Das Gericht geht davon aus, dass im Falle einer Rückkehr der Klägerin nach Uganda die lückenlose Fortsetzung der indizierten und lebensnotwendigen Therapie nicht mit der erforderlichen Sicherheit gewährleistet wäre. Zwar besteht nach einer Auskunft von Difäm vom 5. Juli 2006 an das Verwaltungsgericht Ansbach mittlerweile teilweise freier Zugang zur antiretroviralen Therapie in Uganda. Ein "universal access", also eine jedermann offenstehende Versorgung soll nach besagter Auskunft aber erst bis 2010 geschaffen werden; die Realisierung dieser Zielvorgabe ist noch ungewiss. Die Difäm selbst gibt an, in Uganda existierten noch Wartelisten für eine ART-Behandlung; zudem sei die Supply-Frage problematisch. Ob die Klägerin unmittelbar nach ihrer Rückkehr in das Therapieprogramm aufgenommen würde, kann vor diesem Hintergrund nicht mit der erforderlichen Sicherheit vorhergesagt werden. An dieser Einschätzung des Gerichts vermag die Auskunft der Deutschen Botschaft in Uganda vom 20. April 2006 nichts zu ändern. Zwar wird hier ausgeführt, dass in Uganda mittlerweile unentgeltliche HIV-Behandlung angeboten werde, die grundsätzlich jedermann zur Verfügung stehe. Dies bedeutet jedoch nicht, dass damit eine hundertprozentige Behandlungsrate verbunden ist. Wahrscheinlich ist vielmehr eine Behandlungsrate von ca. 30 Prozent (vgl. www.hiv.net/hivnet2007.pdf S. 41). Es besteht somit im Falle der Klägerin lediglich die – hier nicht als ausreichend zu erachtende – Chance einer nahtlosen Weiterbehandlung; sicher gewährleistet ist diese nicht.

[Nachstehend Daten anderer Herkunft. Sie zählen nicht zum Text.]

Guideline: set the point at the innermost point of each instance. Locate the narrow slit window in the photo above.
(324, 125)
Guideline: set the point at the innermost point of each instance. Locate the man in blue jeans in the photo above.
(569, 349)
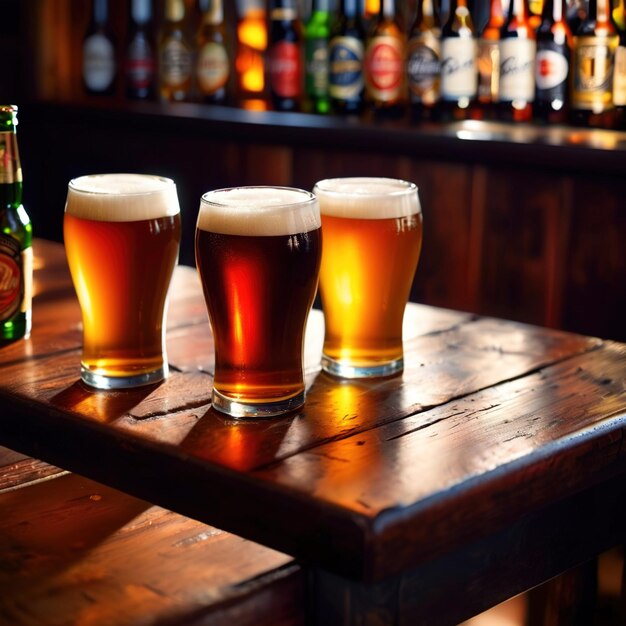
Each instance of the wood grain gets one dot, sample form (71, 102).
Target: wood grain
(490, 421)
(76, 552)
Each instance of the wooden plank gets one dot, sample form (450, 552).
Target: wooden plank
(18, 470)
(448, 590)
(74, 551)
(488, 457)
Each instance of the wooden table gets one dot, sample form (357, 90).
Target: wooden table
(496, 461)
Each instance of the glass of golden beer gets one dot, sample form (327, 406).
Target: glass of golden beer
(122, 234)
(258, 252)
(372, 241)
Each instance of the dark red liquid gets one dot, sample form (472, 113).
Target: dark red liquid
(258, 292)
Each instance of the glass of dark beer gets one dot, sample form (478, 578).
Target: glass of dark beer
(122, 235)
(372, 242)
(258, 252)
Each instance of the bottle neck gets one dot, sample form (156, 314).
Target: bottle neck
(350, 8)
(320, 6)
(425, 9)
(212, 12)
(174, 10)
(387, 9)
(518, 9)
(496, 14)
(283, 10)
(141, 11)
(10, 166)
(100, 11)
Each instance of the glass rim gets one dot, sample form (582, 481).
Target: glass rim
(74, 185)
(404, 187)
(308, 197)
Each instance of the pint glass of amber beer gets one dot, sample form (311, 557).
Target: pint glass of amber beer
(372, 241)
(122, 235)
(258, 252)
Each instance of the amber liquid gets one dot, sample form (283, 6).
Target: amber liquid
(365, 280)
(121, 272)
(259, 291)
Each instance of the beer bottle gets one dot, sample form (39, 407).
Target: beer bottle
(316, 38)
(384, 62)
(250, 54)
(345, 59)
(140, 52)
(424, 61)
(284, 56)
(99, 66)
(516, 89)
(459, 72)
(552, 64)
(370, 11)
(175, 64)
(489, 59)
(16, 252)
(212, 62)
(576, 13)
(619, 82)
(619, 15)
(594, 52)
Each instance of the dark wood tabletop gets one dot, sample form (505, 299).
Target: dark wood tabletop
(495, 461)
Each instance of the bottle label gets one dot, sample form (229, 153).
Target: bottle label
(213, 68)
(459, 75)
(619, 77)
(488, 70)
(11, 278)
(98, 62)
(10, 168)
(317, 67)
(517, 70)
(285, 69)
(176, 63)
(551, 71)
(593, 73)
(140, 65)
(384, 68)
(346, 68)
(424, 68)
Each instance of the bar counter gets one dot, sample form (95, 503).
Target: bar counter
(494, 462)
(520, 221)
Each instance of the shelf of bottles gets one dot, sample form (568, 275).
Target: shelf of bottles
(550, 61)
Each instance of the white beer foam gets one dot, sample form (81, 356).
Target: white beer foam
(259, 211)
(367, 198)
(122, 197)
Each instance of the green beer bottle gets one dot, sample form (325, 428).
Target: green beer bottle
(16, 252)
(316, 36)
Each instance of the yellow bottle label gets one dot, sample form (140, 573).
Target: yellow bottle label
(619, 77)
(593, 73)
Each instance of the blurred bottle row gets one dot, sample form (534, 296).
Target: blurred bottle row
(550, 61)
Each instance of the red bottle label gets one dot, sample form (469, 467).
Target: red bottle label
(285, 69)
(10, 278)
(384, 68)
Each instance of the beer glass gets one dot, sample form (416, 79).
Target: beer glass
(258, 252)
(372, 241)
(122, 234)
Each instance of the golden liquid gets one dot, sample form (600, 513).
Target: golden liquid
(121, 272)
(365, 280)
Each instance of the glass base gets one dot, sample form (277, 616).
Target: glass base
(345, 370)
(234, 408)
(102, 381)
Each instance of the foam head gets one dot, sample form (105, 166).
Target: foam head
(367, 198)
(259, 211)
(122, 197)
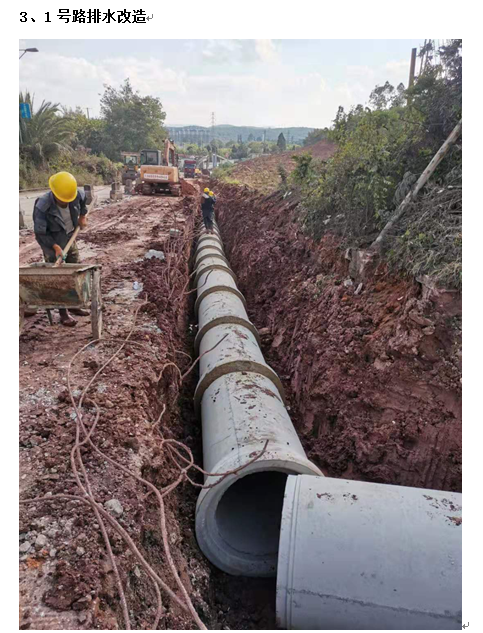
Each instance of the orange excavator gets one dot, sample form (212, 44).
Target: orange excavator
(159, 171)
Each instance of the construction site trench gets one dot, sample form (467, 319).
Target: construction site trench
(372, 382)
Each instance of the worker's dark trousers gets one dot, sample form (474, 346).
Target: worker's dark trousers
(208, 220)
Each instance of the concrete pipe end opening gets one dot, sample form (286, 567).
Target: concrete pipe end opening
(238, 521)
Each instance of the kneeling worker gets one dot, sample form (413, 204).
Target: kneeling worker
(57, 213)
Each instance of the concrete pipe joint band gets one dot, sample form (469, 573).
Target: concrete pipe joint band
(238, 520)
(236, 351)
(209, 238)
(358, 555)
(204, 246)
(213, 280)
(202, 255)
(212, 263)
(222, 306)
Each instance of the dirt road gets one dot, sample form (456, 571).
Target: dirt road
(67, 580)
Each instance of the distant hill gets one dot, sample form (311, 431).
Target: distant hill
(200, 134)
(263, 173)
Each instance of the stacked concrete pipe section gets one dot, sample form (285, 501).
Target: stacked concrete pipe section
(347, 554)
(241, 402)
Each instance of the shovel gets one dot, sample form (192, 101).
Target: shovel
(68, 245)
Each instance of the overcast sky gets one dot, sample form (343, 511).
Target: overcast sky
(245, 82)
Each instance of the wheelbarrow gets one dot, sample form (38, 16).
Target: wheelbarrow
(50, 286)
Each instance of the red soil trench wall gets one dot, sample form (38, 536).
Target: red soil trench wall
(374, 379)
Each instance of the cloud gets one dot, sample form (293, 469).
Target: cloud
(253, 88)
(266, 50)
(239, 51)
(79, 82)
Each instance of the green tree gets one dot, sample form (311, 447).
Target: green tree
(46, 134)
(315, 136)
(281, 142)
(132, 122)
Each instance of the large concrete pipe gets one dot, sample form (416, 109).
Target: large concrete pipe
(358, 555)
(241, 404)
(221, 307)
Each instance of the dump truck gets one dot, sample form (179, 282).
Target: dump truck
(130, 169)
(189, 168)
(159, 171)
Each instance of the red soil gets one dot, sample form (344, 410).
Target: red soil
(374, 379)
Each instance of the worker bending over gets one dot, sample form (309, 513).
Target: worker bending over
(57, 213)
(207, 209)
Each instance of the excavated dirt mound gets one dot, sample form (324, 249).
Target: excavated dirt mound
(262, 173)
(66, 579)
(373, 374)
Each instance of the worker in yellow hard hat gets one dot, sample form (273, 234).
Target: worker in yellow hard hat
(56, 215)
(207, 210)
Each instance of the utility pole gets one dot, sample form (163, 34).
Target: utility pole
(412, 67)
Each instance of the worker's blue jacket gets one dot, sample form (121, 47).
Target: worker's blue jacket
(49, 226)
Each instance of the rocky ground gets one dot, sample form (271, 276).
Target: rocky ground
(67, 580)
(373, 372)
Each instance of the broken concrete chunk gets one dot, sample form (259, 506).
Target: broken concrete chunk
(157, 254)
(114, 506)
(40, 541)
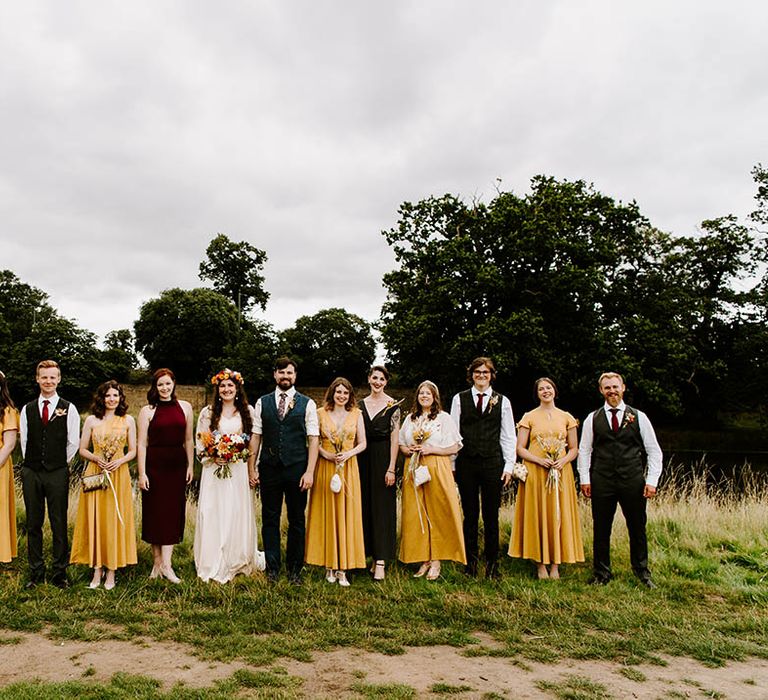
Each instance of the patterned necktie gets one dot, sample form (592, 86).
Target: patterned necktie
(614, 419)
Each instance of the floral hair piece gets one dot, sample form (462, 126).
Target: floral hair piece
(227, 373)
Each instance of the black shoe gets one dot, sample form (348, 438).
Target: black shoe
(60, 582)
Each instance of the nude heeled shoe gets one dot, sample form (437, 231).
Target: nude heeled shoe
(434, 571)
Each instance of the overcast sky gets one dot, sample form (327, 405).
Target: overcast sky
(133, 132)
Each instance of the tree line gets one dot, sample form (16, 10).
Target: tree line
(562, 281)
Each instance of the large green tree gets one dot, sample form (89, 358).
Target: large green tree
(329, 344)
(253, 354)
(183, 329)
(567, 282)
(235, 269)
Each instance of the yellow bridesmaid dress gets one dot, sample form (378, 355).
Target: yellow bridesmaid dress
(9, 421)
(335, 520)
(100, 538)
(546, 526)
(431, 514)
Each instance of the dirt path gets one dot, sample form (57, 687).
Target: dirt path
(332, 674)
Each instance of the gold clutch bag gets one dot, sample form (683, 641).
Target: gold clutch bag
(95, 482)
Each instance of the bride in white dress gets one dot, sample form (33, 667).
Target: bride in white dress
(225, 533)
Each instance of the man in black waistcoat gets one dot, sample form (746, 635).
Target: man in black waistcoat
(50, 434)
(287, 433)
(485, 462)
(617, 444)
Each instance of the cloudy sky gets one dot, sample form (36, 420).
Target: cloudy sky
(133, 132)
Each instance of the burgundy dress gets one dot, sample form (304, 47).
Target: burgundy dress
(164, 505)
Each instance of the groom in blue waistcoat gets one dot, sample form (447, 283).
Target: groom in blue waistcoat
(50, 435)
(287, 436)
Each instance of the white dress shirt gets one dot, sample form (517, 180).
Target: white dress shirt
(310, 415)
(650, 443)
(508, 437)
(73, 424)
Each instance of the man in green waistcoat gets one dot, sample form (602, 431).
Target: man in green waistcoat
(484, 463)
(619, 464)
(287, 436)
(50, 435)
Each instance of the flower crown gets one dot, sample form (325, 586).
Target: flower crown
(227, 374)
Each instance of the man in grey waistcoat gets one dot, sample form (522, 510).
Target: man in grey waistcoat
(287, 436)
(50, 435)
(620, 463)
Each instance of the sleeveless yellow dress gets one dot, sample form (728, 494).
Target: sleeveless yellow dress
(100, 539)
(335, 520)
(8, 421)
(431, 513)
(546, 526)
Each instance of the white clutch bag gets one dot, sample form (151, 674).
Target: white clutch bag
(520, 471)
(421, 475)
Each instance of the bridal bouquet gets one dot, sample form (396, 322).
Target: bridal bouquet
(553, 447)
(337, 440)
(224, 447)
(420, 435)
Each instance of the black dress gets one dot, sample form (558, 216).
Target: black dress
(379, 500)
(163, 506)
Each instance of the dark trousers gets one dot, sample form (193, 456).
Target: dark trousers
(51, 488)
(480, 490)
(607, 493)
(278, 483)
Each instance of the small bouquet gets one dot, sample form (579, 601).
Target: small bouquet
(553, 447)
(337, 440)
(224, 447)
(420, 473)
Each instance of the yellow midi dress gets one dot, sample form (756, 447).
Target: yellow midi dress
(100, 538)
(8, 421)
(546, 525)
(431, 514)
(335, 520)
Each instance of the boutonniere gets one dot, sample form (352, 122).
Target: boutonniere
(57, 413)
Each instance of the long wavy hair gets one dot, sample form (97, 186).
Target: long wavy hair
(5, 397)
(331, 390)
(436, 406)
(153, 395)
(241, 404)
(99, 408)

Es kann auch nicht davon ausgegangen werden, dass die Klägerin nach ihrer Rückkehr sofort in der Lage wäre, die Kosten für die in Deutschland begonnene Therapie selbst aufzubringen, oder dass sie in Ihrem Heimatstaat Familienangehörige hat, die ihr die erforderlichen finanziellen Mittel zur Verfügung stellen könnten. Aus dem vom Bundesamt veranlassten Sprachgutachten ergibt sich vielmehr, dass die Klägerin wahrscheinlich aus ärmlichen Slum-Verhältnissen stammt und nach dem Tod ihrer Mutter wohl keine weiteren Angehörigen in Uganda besitzt. Allein für die ART-Behandlung müsste die Klägerin monatlich zwischen ca. 25 und 45 USD aufwenden (vgl. Auskunft von Difäm vom 29.7.2004 an das Verwaltungsgericht Ansbach), ein Betrag, der bei einem monatlichen Durchschnittseinkommen in Uganda von ca. 28 USD nur schwerlich aufzubringen sein dürfte.